When we first looked into buying a house 3 years ago, our realtor told us that we were loking at too low of a price range, and that we should not under buy. He said to basically strap our selves now, b/c our income would only rise and then we would feel like we should have something more. I am soooooo glad that we didn't listen!!! I know some jaws are probably going to drop at this, but I paid 57 k for my 3 br 1.5 bathroon on 3/4 of an acre. I have a good interest rate, and pay less for my house then I do for my car. We did have to put alot of work into the house, but that has made the experience more rewarding. (albet more frustrating sometimes) We learned alot when we bought this house, and I am glad they were lessons that we learned on a 57 k mortgage, and not a 250k mortgage, which is what we were looking at. First of all, if we had not "under bought" there is no way in the world I could have had the opportunity to stay home with my kids, and now go to school full time. Which ultimately will pay off way more then a nicer/bigger house that I can't/don't want to afford!!!


----------



## mom2bijou (Oct 19, 2006)

There's always going to be people who do the things right way b/c they have researched and then there will people who get taken advantage of b/c they didn't know any better. It's a shame b/c the ones who get taken advantage of (for example get loans that aren't suited for them) are the ones who lose everything they have. Most people learn from their mistakes...and hopefully the next time they will be more cautious...but I agree..it's a hard lesson to learn...and one that could takes years and years to fix.


----------



## Max & Rocky (May 20, 2004)

I just about entirely agree with you. The one thing I wanted to add though is that here in AZ, there was criminal behavior by at 
least a few in the real estate industry.

Ten years plus ago, I was dating a lady who had a rather low income and she was looking at buying a house. The "friend"
who was "advising" her on this had a lender set up as well as falsified information on her income to support this. I kept
telling her to run away from this... she never followed through actually trying to buy the house... but she did "go into business"
with this person and lost what relatively few things she had.

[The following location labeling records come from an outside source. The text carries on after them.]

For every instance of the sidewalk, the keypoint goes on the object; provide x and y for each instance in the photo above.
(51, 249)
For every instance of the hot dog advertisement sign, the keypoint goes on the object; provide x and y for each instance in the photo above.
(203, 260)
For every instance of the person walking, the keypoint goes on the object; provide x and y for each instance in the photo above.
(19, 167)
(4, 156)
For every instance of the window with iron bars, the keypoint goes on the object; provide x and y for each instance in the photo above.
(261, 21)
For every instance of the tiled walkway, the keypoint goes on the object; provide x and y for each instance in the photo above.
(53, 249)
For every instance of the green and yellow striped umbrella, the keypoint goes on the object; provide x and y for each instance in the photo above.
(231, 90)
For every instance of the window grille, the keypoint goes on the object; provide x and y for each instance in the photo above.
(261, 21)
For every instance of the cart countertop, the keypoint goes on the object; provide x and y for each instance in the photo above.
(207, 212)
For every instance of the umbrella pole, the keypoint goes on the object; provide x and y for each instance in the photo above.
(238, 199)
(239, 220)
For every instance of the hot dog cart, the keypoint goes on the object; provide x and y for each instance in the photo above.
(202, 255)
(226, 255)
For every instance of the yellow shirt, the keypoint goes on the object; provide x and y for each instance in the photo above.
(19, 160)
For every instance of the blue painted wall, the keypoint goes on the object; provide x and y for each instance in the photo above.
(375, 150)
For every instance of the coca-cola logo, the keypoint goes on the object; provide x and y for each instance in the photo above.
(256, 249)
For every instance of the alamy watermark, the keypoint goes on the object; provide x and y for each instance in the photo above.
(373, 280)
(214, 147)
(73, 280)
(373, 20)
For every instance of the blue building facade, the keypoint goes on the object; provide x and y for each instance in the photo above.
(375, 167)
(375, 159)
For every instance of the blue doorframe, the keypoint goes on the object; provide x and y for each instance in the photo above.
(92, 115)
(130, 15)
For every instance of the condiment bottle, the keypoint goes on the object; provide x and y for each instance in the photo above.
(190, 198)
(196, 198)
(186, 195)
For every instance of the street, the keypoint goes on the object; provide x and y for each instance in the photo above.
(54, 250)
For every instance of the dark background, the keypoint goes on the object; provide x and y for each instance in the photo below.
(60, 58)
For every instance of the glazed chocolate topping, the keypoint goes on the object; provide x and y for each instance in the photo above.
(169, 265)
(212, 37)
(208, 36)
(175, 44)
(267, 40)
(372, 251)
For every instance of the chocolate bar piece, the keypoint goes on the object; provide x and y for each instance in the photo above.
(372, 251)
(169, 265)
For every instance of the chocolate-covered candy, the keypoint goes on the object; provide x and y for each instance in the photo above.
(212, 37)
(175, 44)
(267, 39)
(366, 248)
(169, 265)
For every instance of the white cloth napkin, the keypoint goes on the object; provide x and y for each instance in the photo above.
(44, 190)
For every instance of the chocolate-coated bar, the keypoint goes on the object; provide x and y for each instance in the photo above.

While this was going on, in an effort to get her to see how bad of an idea it was to submit false loan info, I set up and meeting with
a local police department and a detective there. We took all the info in... the "meeting" lasted maybe all of 10 minutes. The police had
zero interest in looking into this situation... I'm trying to do the right thing and I end up feeling I am making a mountain out of nothing.


----------



## Max & Rocky (May 20, 2004)

> One of the greatest things I ever did was not get a credit card!!!! I am 26 years old and I have never had a credit card. I don't want one, occasionally I will get a whim and hubby and I will apply for one, it comes in the mail a week later and I always cut it up and throw it away!![/B]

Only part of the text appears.